East African Elegance: Rediscovering Historic Swahili Coast Portraits
The vintage Swahili Postcards collection predominantly features photographs of women adorned in extravagant attire and jewelry, their expressions ranging from serious to playful or romantic. Many of these images have been skillfully colorized, with meticulous hand-painting bringing vivid life to ruby lips, golden pendants, and emerald chairs.
Taken between the 1890s and 1920s, these captivating portraits were captured in photography studios spread across Kenya, Tanzania, and Somalia. Providing glimpses into the lives of the subjects, these images possess an extraordinary history. Unbeknownst to the individuals depicted, photographers often repurposed the negatives from private sessions and transformed them into postcards, marketed to Westerners as mementos from their East African travels. Today, these historical postcards are once again being showcased as part of a new exhibition at the Smithsonian’s National Museum of African Art in Washington, D.C., titled “World on the Horizon: Swahili Arts Across the Indian Ocean.” This exhibition presents 160 objects sourced from museums and private collections across four continents, highlighting the art and history of the Swahili coast in East Africa. Running until September 3, the exhibition was curated by Prita Meier, who carefully selected these postcards for their ability to demonstrate the captivating and remarkable ways in which the people residing along the Swahili coast wholeheartedly embraced photography, particularly in the form of portraits, and made it an integral part of their artistic expression. Meier, an assistant professor of art history at New York University, is also the author of an upcoming book focused on photography along the Swahili coast from the 1870s to the 1970s.
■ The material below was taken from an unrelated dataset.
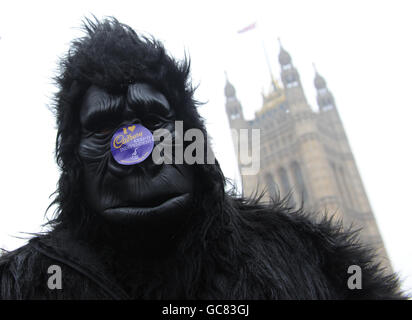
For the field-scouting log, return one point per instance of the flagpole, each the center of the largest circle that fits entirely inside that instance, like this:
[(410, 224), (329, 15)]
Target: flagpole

According to Meier, the advent of photography in East Africa in the 1860s quickly led to the establishment of studios in cities such as Mombasa (now in Kenya) and Zanzibar’s Old Town. Soon, individuals from diverse backgrounds flocked to these studios to have their portraits taken by local photographers in intimate settings.
These portraits encompass a captivating array of poses, as Meier explains, with subjects engaging with the camera in playful, seductive, or serious manners. Most individuals donned their finest attire for these photographs, while others embraced the opportunity to adopt alternative personas and identities, masquerading as Victorian ladies, movie stars, or women in Middle Eastern harems.
Meier challenges the prevailing notion that African photography was always serious and solely aimed at expressing an essential aspect of identity. She remarks, “That completely goes against our general understanding about how Africans used photography.” During the period encompassing the exhibition’s postcard photographs (1890-1920), portrait sittings had become a popular and affordable pastime. It offered a delightful way to spend time with friends and family, akin to the photo booths found in malls or the vintage dress-up studios found in seaside towns. “It became this space where you could present yourself as a powerful, autonomous, cosmopolitan, sophisticated, fabulous human being,” adds Meier.
Furthermore, these photographs beautifully showcase the diverse population residing along the Swahili coast. The region was home to Arabs, South Asians, Europeans, and Americans, each group having a long history of migration and movement.
Some of the best-selling postcards featured beautiful women. “People loved this idea that they could somehow have access to these exotic people. Especially exotic women,” she says.
“Postcards were also meant to fulfill European fantasies about Swahili women,” Meier says. “They wanted a sexualized, sensual image of Africa.”
Such stereotypes, she says, were “wholly European,” but the local photographers responded, sometimes paying women to stretch out in suggestive poses.
In fact, says Meier, the majority of historical postcards and photographs about the Swahili coast that are available in Western museums and archives today are sexualized images of women.
The images reinforced the negative stereotypes held by Westerners about African women and added to generations of exploitation of these women, she notes.
Yet Meier points out that many of the women who commissioned portraits of themselves in more risqué or scandalous poses saw the photos as a chance to rebel, just a little, against tradition and the expectations their families had for them.
“For the sitter, it was a beautiful, playful or even humorous portrait,” she says. “And today, when people from Mombasa or Zanzibar look at these images, they focus on the beauty and elegance and see the photographs as historical documents.”
Many postcards feature clothes with elaborate patterns that might seem to be traditional to East Africa — but were actually produced in European and North American factories.
The images of women in these outfits “tell us about the history of photography in a seemingly faraway place, like the coast of Africa,” she says. “But they also tell us a story about women’s fashion” — and how women and others on the Swahili coast enjoyed and remixed other traditions.
Those living along the Swahili coast were not merely passive consumers of Western culture. They made it their own, and in turn influenced Western culture, too.